Thumbs up, Thumbs down: Simplifying the catching and throwing process
For the past few years I have been helping out with my son’s little league teams. First of all, God bless the elementary school teachers of the world. They don’t earn enough money.
Working with little kids makes you very aware of the need to simplify things. It’s true with every aspect of the game but especially catching and throwing. If kids cannot catch then they get hurt. If they cannot throw correctly by the time they get to about 12 years old, there really isn’t much you can do to fix them after that.
The problem with teaching kids to catch and throw is that there are a lot of working parts in the process. So how do you keep it simple enough so kids can understand it and also have it be safe and effective? Not easy but I think I have an answer. “Thumbs up, Thumbs down.”
Thumbs up refers to the position I want all my players to be in as they are waiting for the ball to reach them on a throw. Both hands are up in front of them with both thumbs facing up like this …
Their body is also in the athletic position. This helps with the safety issue because it gets their body in the best position to catch the ball. All kids understand what both thumbs up on the catch means and looks like. Whether they actually do it depends on how much you enforce it.
And now the hard part … the throw. This is where teaching gets tough because all of the following can go wrong:
- He can take the ball out with his fingers under the ball.
- He can not use his front side at all or use it too little or too much.
- He can drop his throwing elbow on the throw.

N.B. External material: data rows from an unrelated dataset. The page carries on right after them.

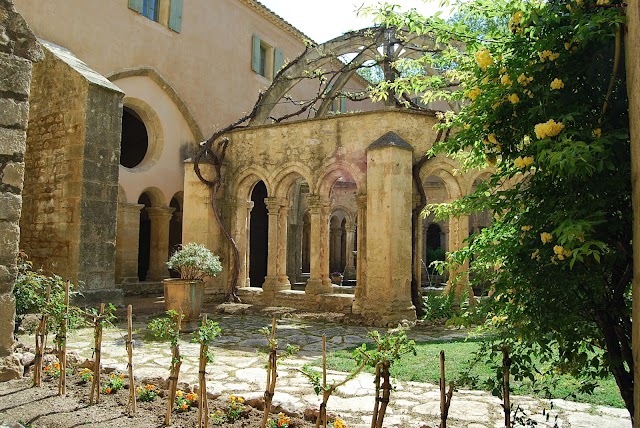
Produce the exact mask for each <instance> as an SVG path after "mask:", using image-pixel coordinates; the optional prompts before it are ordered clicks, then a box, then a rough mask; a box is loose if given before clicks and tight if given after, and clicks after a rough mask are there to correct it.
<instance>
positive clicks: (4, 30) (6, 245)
mask: <svg viewBox="0 0 640 428" xmlns="http://www.w3.org/2000/svg"><path fill="white" fill-rule="evenodd" d="M41 58H42V51H41V50H40V48H39V47H38V44H37V41H36V38H35V36H34V35H33V33H31V30H30V29H29V27H28V26H27V24H26V23H25V21H24V20H23V19H22V17H21V16H20V15H19V14H18V13H17V12H16V11H15V9H14V7H13V3H12V2H11V1H10V0H0V112H2V114H0V248H2V251H0V314H2V316H1V317H0V357H3V356H6V355H8V354H9V353H10V352H11V348H12V346H13V327H14V326H13V320H14V314H15V301H14V298H13V286H14V284H15V279H16V274H17V270H16V257H17V255H18V241H19V239H20V228H19V225H18V223H19V219H20V212H21V208H22V189H23V177H24V153H25V138H26V129H27V121H28V116H29V90H30V84H31V71H32V63H33V62H35V61H39V60H40V59H41Z"/></svg>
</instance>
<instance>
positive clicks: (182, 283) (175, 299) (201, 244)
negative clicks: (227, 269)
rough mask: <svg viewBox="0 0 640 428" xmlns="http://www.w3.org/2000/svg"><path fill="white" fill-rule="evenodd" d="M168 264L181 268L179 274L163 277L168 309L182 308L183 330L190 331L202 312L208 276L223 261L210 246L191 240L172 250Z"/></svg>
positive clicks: (215, 275) (165, 298) (178, 308)
mask: <svg viewBox="0 0 640 428" xmlns="http://www.w3.org/2000/svg"><path fill="white" fill-rule="evenodd" d="M167 267H168V268H169V269H173V270H174V271H176V272H178V273H179V274H180V278H166V279H165V280H164V303H165V309H166V310H167V311H169V310H174V311H176V312H178V313H179V312H182V314H183V315H184V318H183V320H182V322H183V327H184V328H183V330H185V331H190V327H195V326H196V325H195V321H196V320H197V319H198V317H199V316H200V310H201V309H202V302H203V300H204V283H205V279H206V278H213V277H215V276H216V275H218V274H219V273H220V272H221V271H222V264H221V263H220V259H219V257H218V256H217V255H214V254H213V253H212V252H211V251H210V250H209V249H208V248H207V247H205V246H204V245H202V244H196V243H194V242H191V243H188V244H185V245H183V246H181V248H180V249H179V250H178V251H176V252H175V253H173V255H172V256H171V258H170V259H169V261H168V262H167Z"/></svg>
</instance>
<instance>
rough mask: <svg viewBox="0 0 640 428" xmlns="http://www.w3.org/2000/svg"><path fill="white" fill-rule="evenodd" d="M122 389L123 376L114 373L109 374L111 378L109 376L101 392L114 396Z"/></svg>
mask: <svg viewBox="0 0 640 428" xmlns="http://www.w3.org/2000/svg"><path fill="white" fill-rule="evenodd" d="M123 387H124V375H123V374H120V375H116V374H115V373H111V376H109V380H108V381H107V383H105V384H104V387H103V388H102V392H103V393H105V394H115V393H116V392H118V391H119V390H121V389H122V388H123Z"/></svg>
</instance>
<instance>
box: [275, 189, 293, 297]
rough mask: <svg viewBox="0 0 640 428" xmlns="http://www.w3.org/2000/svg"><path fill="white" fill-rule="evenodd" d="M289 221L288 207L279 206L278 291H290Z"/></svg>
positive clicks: (282, 204) (284, 206)
mask: <svg viewBox="0 0 640 428" xmlns="http://www.w3.org/2000/svg"><path fill="white" fill-rule="evenodd" d="M288 220H289V206H288V205H286V202H285V204H281V205H280V211H279V212H278V262H277V265H278V266H277V269H278V271H277V272H278V289H281V290H291V282H290V281H289V277H288V276H287V233H288V230H287V222H288Z"/></svg>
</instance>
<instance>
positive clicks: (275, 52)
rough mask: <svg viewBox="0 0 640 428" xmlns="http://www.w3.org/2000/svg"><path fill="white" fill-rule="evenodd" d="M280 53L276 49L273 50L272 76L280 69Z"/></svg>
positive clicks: (276, 73) (279, 69)
mask: <svg viewBox="0 0 640 428" xmlns="http://www.w3.org/2000/svg"><path fill="white" fill-rule="evenodd" d="M282 62H283V60H282V51H281V50H280V49H278V48H275V49H274V54H273V75H274V76H275V75H276V74H278V71H280V69H281V68H282Z"/></svg>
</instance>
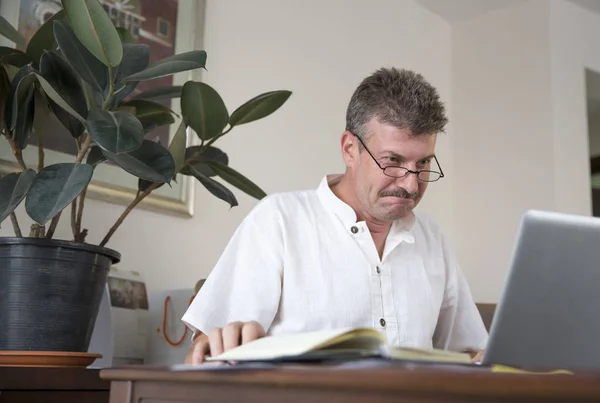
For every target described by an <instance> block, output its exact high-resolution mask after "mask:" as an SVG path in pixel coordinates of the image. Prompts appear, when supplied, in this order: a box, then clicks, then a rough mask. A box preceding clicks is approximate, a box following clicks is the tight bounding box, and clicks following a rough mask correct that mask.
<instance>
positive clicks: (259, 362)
mask: <svg viewBox="0 0 600 403" xmlns="http://www.w3.org/2000/svg"><path fill="white" fill-rule="evenodd" d="M275 368H277V365H275V364H270V363H265V362H251V363H243V364H229V363H218V362H206V363H204V364H199V365H192V364H174V365H171V366H169V369H170V370H171V371H218V372H229V371H231V372H233V371H245V370H256V369H275Z"/></svg>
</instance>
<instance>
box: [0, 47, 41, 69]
mask: <svg viewBox="0 0 600 403" xmlns="http://www.w3.org/2000/svg"><path fill="white" fill-rule="evenodd" d="M0 63H2V64H8V65H11V66H16V67H23V66H25V65H26V64H29V63H35V64H37V62H34V60H33V59H32V58H31V57H29V56H28V55H27V54H26V53H24V52H21V51H20V50H18V49H13V48H9V47H6V46H0Z"/></svg>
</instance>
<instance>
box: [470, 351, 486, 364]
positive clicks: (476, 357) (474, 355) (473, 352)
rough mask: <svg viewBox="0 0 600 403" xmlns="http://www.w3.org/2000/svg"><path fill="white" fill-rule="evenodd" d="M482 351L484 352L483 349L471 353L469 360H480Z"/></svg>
mask: <svg viewBox="0 0 600 403" xmlns="http://www.w3.org/2000/svg"><path fill="white" fill-rule="evenodd" d="M484 352H485V351H484V350H481V351H477V352H476V354H475V355H473V354H471V361H473V362H477V363H479V362H481V361H482V360H483V353H484ZM473 353H475V352H473Z"/></svg>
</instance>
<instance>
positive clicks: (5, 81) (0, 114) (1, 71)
mask: <svg viewBox="0 0 600 403" xmlns="http://www.w3.org/2000/svg"><path fill="white" fill-rule="evenodd" d="M9 95H10V78H8V73H7V72H6V69H5V68H4V66H2V65H0V122H5V120H4V113H5V110H6V105H7V104H6V103H7V102H9V100H10V98H9ZM2 128H4V125H3V126H2ZM0 131H1V130H0Z"/></svg>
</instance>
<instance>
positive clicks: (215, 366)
mask: <svg viewBox="0 0 600 403" xmlns="http://www.w3.org/2000/svg"><path fill="white" fill-rule="evenodd" d="M393 367H402V368H405V369H419V368H425V367H426V368H428V369H432V368H439V369H446V370H447V369H452V370H453V371H461V370H463V371H473V369H474V368H475V369H479V368H483V367H481V366H479V365H465V364H457V363H450V362H442V363H439V362H431V361H428V362H424V361H399V360H389V359H382V358H364V359H354V360H342V361H331V362H322V363H317V364H315V363H306V364H302V363H299V362H240V363H236V364H231V363H217V362H206V363H204V364H199V365H191V364H176V365H171V366H170V367H169V368H170V370H172V371H209V372H210V371H217V372H235V371H249V370H267V369H281V368H285V369H286V370H290V369H293V370H311V369H315V368H317V369H335V370H340V369H342V370H361V369H381V368H393ZM487 371H489V368H487Z"/></svg>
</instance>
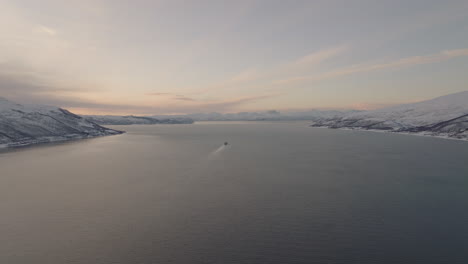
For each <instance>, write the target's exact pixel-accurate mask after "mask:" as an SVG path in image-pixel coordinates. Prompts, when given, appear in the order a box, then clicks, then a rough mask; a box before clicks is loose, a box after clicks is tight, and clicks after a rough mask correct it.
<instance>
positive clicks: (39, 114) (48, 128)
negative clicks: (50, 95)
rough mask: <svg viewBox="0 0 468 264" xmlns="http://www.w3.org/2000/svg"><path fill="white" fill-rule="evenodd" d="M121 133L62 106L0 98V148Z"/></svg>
mask: <svg viewBox="0 0 468 264" xmlns="http://www.w3.org/2000/svg"><path fill="white" fill-rule="evenodd" d="M121 133H122V132H120V131H116V130H112V129H108V128H105V127H102V126H99V125H97V124H95V123H93V122H90V121H88V120H86V119H84V118H82V117H80V116H78V115H75V114H73V113H70V112H69V111H67V110H65V109H61V108H57V107H52V106H40V105H20V104H17V103H14V102H11V101H8V100H6V99H4V98H1V97H0V148H1V147H14V146H24V145H30V144H36V143H46V142H54V141H64V140H69V139H78V138H89V137H96V136H106V135H116V134H121Z"/></svg>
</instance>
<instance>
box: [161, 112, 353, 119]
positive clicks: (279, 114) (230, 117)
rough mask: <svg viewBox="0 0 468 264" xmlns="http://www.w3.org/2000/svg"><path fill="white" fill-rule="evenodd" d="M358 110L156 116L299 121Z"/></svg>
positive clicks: (230, 113)
mask: <svg viewBox="0 0 468 264" xmlns="http://www.w3.org/2000/svg"><path fill="white" fill-rule="evenodd" d="M350 112H352V113H355V112H358V111H356V110H343V111H339V110H309V111H302V112H285V113H281V112H279V111H276V110H270V111H263V112H239V113H228V114H222V113H216V112H212V113H196V114H187V115H159V116H154V117H155V118H190V119H193V120H195V121H295V120H296V121H298V120H309V121H312V120H318V119H322V118H333V117H337V116H342V115H344V114H347V113H350Z"/></svg>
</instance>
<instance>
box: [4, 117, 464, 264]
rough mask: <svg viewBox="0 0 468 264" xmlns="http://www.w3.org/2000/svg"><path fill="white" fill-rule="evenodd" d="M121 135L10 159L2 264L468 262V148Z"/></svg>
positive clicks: (9, 154) (325, 138) (260, 134)
mask: <svg viewBox="0 0 468 264" xmlns="http://www.w3.org/2000/svg"><path fill="white" fill-rule="evenodd" d="M114 128H117V129H122V130H126V131H128V133H126V134H124V135H118V136H111V137H102V138H95V139H90V140H82V141H74V142H69V143H63V144H55V145H42V146H36V147H30V148H25V149H16V150H9V151H4V152H2V153H0V212H1V217H0V234H1V235H0V263H9V264H19V263H21V264H28V263H34V264H36V263H77V264H85V263H86V264H88V263H99V264H100V263H102V264H108V263H114V264H115V263H145V264H146V263H148V264H149V263H281V264H283V263H425V264H427V263H466V262H467V261H468V251H467V250H466V249H467V246H468V225H467V223H468V210H467V208H468V191H467V190H468V142H462V141H454V140H444V139H436V138H428V137H415V136H407V135H396V134H388V133H371V132H358V131H341V130H329V129H320V128H311V127H308V126H307V123H255V122H247V123H241V122H237V123H235V122H232V123H209V122H208V123H197V124H194V125H173V126H172V125H156V126H119V127H114ZM225 141H228V142H229V143H230V145H229V146H225V147H223V146H222V145H223V143H224V142H225Z"/></svg>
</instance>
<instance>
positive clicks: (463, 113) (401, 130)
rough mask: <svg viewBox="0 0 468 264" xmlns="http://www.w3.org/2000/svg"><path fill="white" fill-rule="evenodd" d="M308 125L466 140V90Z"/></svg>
mask: <svg viewBox="0 0 468 264" xmlns="http://www.w3.org/2000/svg"><path fill="white" fill-rule="evenodd" d="M311 126H315V127H328V128H346V129H360V130H380V131H389V132H397V133H409V134H419V135H427V136H437V137H446V138H454V139H463V140H468V91H463V92H459V93H454V94H449V95H444V96H440V97H436V98H433V99H430V100H426V101H421V102H416V103H412V104H402V105H396V106H391V107H386V108H382V109H377V110H371V111H363V112H359V113H352V114H347V115H343V116H340V117H335V118H323V119H320V120H316V121H315V122H314V123H313V124H312V125H311Z"/></svg>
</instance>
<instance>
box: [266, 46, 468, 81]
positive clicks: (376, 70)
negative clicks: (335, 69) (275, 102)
mask: <svg viewBox="0 0 468 264" xmlns="http://www.w3.org/2000/svg"><path fill="white" fill-rule="evenodd" d="M463 56H468V49H456V50H445V51H442V52H440V53H437V54H431V55H426V56H412V57H408V58H402V59H398V60H394V61H389V62H384V63H377V64H361V65H354V66H349V67H345V68H341V69H338V70H334V71H329V72H324V73H319V74H315V75H306V76H297V77H293V78H288V79H282V80H277V81H274V82H273V85H289V84H293V83H297V82H311V81H320V80H325V79H333V78H337V77H341V76H345V75H350V74H355V73H363V72H372V71H379V70H390V69H398V68H404V67H411V66H416V65H421V64H429V63H437V62H442V61H445V60H449V59H452V58H456V57H463Z"/></svg>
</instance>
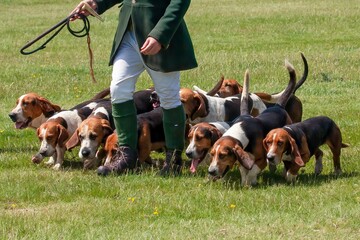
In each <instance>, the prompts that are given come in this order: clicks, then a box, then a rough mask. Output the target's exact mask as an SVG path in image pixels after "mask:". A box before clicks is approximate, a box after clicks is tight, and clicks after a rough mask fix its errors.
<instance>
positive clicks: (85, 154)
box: [81, 148, 90, 157]
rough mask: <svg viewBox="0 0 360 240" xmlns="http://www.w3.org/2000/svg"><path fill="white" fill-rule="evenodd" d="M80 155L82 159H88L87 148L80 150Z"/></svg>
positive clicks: (89, 153)
mask: <svg viewBox="0 0 360 240" xmlns="http://www.w3.org/2000/svg"><path fill="white" fill-rule="evenodd" d="M81 155H83V157H88V156H89V155H90V150H89V149H87V148H85V149H83V150H81Z"/></svg>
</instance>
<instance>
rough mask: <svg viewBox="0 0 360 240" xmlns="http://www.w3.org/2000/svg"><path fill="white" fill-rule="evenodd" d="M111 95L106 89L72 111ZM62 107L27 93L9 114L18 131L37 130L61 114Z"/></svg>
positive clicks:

- He can open his front side too soon.
- And other things as well.
How do you address all these things with a 6 or 7 year old player? You can’t. But you can say “Thumbs down on the throw.”
Thumbs down means when the player takes the ball out of the glove, both thumbs point down like this …
Just doing that can address most of the problems listed above in the throwing motion. Dropping both thumbs automatically lifts both elbows. It automatically gets the fingers on top of the ball. It closes the front side. It basically puts the player in the best position possible to create a good throwing process.
It certainly is not a cure-all but it is a very simple way to start kids on the proper catching and throwing motion. And it isn’t just for infielders either as you see here with Nolan Ryan …
My new mantra … “Thumbs up to catch, Thumbs down to throw!”